Why is Decision-Making Hard with ADD/ADHD?
Effective and timely decision-making is still a dream for some and a curse for others with ADD/ADHD.
Dread making decisions?
Second guess your decisions and let them gnaw at you?
Make decisions on the spot and then regret them later?
Put off making decisions until the decision is made by default?
Effective decision-making with adult ADD/ADHD poses a huge challenge for many.
Hesitancy to act is based on fear, while pulling the trigger too soon is based on impulsivity.
You could be dealing with both, depending on the situation.
Fear is based on the projection of failure. With ADD/ADHD, you’ve probably had your behaviors and thoughts challenged repeatedly as a youngster and you’re programmed now to believe it. Everyone can do it better than you.
Procrastination sets in because if you wait, the perfect answer/decision with magically appear.
Putting off making the decision eventually takes it out of your hands. An external force (time?) has taken over and you’re helpless to do anything to change it.
Conversely, making a snap decision can lead to regrets, remorse and shame.
However, the impulsivity driving the decision generates a tremendous feeling of stimulation and aliveness in the moment. Two feelings that people with ADD/ADHD are constantly seeking.
How can you recognize the situation and take steps to make effective and timely decisions
- List the possible options.
- Score them from least to most important: 0-5 (low to most important)
- Use these filters to score them:
- What will happen if I wait?
- Is that the worst thing?
- If you choose this option, what will you gain?
- If you choose this option, what might you lose?
- Add up the scores. Do one or two options bubble to the top?
- Eliminate the low scoring options and reassess the top three (3) using the scoring process until you reach your decision.
- Try to avoid situations that provoke serial impulsive decisions. Don’t sit in the parking lot of McDonald’s pretending that you’re making a decision if avoiding fast food is your priority. Don’t cruise your favorite online shopping links for “just window shopping” if you want to stop spending.
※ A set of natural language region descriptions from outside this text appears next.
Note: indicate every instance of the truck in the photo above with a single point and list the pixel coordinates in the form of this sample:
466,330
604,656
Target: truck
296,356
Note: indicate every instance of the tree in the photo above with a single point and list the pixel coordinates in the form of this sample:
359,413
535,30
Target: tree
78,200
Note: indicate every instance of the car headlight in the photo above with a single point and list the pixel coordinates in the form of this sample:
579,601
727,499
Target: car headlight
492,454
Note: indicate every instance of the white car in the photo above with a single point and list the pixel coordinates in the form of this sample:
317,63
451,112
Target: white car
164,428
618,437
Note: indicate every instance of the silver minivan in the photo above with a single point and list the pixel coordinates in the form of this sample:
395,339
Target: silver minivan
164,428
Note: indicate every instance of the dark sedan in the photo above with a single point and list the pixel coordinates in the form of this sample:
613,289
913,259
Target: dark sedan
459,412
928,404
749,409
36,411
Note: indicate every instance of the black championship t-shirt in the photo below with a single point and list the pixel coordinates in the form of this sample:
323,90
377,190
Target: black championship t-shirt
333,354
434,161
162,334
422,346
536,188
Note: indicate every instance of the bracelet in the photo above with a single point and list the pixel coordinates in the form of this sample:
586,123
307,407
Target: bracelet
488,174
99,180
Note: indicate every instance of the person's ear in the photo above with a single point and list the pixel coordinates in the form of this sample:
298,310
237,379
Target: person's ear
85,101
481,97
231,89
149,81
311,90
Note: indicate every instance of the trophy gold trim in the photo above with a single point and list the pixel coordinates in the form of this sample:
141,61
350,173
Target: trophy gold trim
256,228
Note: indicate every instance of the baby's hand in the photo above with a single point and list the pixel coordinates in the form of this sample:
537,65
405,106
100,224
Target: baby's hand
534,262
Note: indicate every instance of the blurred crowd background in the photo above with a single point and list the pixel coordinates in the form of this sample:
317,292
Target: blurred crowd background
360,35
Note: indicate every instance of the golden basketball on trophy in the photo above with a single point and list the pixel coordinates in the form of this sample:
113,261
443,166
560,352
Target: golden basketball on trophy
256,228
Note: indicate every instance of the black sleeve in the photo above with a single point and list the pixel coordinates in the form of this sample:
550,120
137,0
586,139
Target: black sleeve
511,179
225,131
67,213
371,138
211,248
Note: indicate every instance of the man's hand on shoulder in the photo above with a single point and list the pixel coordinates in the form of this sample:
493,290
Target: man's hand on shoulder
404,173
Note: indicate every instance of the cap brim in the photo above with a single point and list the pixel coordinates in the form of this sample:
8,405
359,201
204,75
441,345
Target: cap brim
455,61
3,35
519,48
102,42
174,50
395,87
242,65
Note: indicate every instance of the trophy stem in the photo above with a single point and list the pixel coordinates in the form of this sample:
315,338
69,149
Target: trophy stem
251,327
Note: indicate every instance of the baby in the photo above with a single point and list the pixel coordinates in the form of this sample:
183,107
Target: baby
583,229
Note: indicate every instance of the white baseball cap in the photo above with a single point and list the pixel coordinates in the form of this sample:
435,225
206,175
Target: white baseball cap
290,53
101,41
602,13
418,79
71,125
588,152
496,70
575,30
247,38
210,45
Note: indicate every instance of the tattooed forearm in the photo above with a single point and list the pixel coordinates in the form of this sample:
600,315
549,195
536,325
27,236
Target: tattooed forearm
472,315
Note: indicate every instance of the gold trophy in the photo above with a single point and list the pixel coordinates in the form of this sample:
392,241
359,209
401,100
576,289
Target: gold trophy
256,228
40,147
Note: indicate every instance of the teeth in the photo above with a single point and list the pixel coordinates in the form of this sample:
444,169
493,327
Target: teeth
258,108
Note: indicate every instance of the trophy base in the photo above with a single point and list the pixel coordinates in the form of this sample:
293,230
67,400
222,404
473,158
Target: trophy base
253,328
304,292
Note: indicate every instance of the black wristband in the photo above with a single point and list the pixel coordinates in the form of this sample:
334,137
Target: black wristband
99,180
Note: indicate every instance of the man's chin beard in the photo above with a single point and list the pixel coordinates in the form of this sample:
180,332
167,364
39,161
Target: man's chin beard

- If/when you find yourself in a “in-the-moment” decision situation, ask yourself:
- If I don’t ____, will I ever have this opportunity again?
- Can I live without _____?
- If I wait until tomorrow, will I still want _____?
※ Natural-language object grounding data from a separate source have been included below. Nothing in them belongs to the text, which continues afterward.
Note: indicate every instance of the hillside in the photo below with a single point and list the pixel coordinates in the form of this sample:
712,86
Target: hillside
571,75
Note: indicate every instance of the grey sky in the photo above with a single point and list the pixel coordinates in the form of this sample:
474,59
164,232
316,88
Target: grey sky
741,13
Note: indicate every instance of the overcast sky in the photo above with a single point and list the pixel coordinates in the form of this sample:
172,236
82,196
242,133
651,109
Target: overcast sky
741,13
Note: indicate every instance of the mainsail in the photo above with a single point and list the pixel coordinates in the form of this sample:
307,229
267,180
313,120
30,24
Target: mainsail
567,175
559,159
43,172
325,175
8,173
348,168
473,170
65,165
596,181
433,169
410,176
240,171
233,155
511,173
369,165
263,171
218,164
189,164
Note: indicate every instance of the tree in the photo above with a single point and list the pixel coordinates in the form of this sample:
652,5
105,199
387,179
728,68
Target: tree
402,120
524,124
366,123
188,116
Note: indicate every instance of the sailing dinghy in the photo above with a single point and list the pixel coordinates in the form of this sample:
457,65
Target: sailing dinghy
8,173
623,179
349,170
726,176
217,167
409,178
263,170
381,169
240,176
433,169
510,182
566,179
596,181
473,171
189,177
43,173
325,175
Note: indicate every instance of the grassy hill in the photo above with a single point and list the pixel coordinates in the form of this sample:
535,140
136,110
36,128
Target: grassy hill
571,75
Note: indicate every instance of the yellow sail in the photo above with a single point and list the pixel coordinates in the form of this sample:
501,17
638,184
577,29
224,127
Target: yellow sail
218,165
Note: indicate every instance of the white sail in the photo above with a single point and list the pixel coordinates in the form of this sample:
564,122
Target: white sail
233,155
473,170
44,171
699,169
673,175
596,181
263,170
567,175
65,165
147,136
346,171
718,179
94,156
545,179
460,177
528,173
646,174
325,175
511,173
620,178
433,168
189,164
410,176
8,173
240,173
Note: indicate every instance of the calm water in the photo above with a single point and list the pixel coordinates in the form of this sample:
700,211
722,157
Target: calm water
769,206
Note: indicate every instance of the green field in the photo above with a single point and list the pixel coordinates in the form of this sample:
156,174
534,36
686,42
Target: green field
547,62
- Allow yourself to feel the rush of stimulation that made be coursing through you: “This is fantastic!” I can see so many uses for it!” “I’ve never seen anything so perfect for ___!” “I just know I’ll use this again and again!”
In either case, you’ll need plenty of practice to get comfortable with the feelings that come with decision-making. Trying these strategies once is not enough.
But over time, your decision-making muscles will strengthen and become your ally.